Systemic exposure of vardenafil may also be increased resulting in increase in treatment-related adverse reactions. Ribociclib is a strong CYP3A4 inhibitor that has been shown to prolong the QT interval in a concentration-dependent manner. Vardenafil is a sensitive CYP3A4 substrate also associated with QT prolongation at both therapeutic and supratherapeutic doses. Concomitant use may increase the risk for QT prolongation.

Ribociclib; Letrozole: (Major) Avoid coadministration of ribociclib with vardenafil due to an increased risk for QT prolongation and torsade de pointes (TdP). Systemic exposure of vardenafil may also be increased resulting in increase in treatment-related adverse reactions.

Ribociclib is a strong CYP3A4 inhibitor that has been shown to prolong the QT interval in a concentration-dependent manner. Vardenafil is a sensitive CYP3A4 substrate also associated with QT prolongation at both therapeutic and supratherapeutic doses.

Concomitant use may increase the risk for QT prolongation. Rifabutin: (Minor) Vardenafil is metabolized by cytochrome P450 3A4. It can be expected that concomitant administration of CYP3A4 enzyme-inducers, like the rifamycins, will decrease plasma levels of vardenafil.
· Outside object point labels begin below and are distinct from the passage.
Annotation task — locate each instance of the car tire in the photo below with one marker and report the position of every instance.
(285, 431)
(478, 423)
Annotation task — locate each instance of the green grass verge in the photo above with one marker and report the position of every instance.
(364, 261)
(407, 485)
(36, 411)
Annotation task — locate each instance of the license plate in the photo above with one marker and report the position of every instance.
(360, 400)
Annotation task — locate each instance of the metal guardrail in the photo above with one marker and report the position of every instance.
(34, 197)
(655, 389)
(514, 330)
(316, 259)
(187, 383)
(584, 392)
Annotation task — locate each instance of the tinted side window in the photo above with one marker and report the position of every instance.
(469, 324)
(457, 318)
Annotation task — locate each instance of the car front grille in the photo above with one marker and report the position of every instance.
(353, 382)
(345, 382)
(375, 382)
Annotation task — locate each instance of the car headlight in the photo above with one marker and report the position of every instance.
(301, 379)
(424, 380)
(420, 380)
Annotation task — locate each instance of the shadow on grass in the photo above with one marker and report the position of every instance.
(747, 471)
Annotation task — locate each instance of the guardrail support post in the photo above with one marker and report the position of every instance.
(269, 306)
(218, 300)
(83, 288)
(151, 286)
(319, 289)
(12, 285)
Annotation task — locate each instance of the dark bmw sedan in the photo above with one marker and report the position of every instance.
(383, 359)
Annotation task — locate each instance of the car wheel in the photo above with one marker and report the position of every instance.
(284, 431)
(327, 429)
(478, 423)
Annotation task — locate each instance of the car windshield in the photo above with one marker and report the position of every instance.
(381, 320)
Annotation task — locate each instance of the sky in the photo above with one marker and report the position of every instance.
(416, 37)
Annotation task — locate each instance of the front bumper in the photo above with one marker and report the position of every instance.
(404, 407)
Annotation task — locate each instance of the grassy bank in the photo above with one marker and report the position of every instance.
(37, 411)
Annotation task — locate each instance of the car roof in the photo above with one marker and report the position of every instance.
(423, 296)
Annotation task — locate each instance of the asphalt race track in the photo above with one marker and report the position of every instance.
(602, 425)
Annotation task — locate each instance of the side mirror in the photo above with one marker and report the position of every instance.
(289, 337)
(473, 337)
Rifampin: (Minor) Vardenafil is metabolized by cytochrome P450 3A4. It can be expected that concomitant administration of CYP3A4 enzyme-inducers, like the rifamycins, will decrease plasma levels of vardenafil. Rifamycins: (Minor) Vardenafil is metabolized by cytochrome P450 3A4.

It can be expected that concomitant administration of CYP3A4 enzyme-inducers, like the rifamycins, will decrease plasma levels of vardenafil. Rifapentine: (Minor) Vardenafil is metabolized by cytochrome P450 3A4.
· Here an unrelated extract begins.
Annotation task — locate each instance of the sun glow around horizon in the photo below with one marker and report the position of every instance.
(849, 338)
It can be expected that concomitant administration of CYP3A4 enzyme-inducers, like the rifamycins, will decrease plasma levels of vardenafil. Rilpivirine: (Moderate) Due to the potential for QT prolongation and torsade de pointes (TdP), caution is advised when administering rilpivirine with vardenafil.

Both therapeutic and supratherapeutic doses of vardenafil produce an increase in QTc interval. Supratherapeutic

doses

of rilpivirine (75 to 300 mg/day) have also caused QT prolongation. Riociguat: (Severe) Coadministration of riociguat and vardenafil is contraindicated due to the risk of hypotension.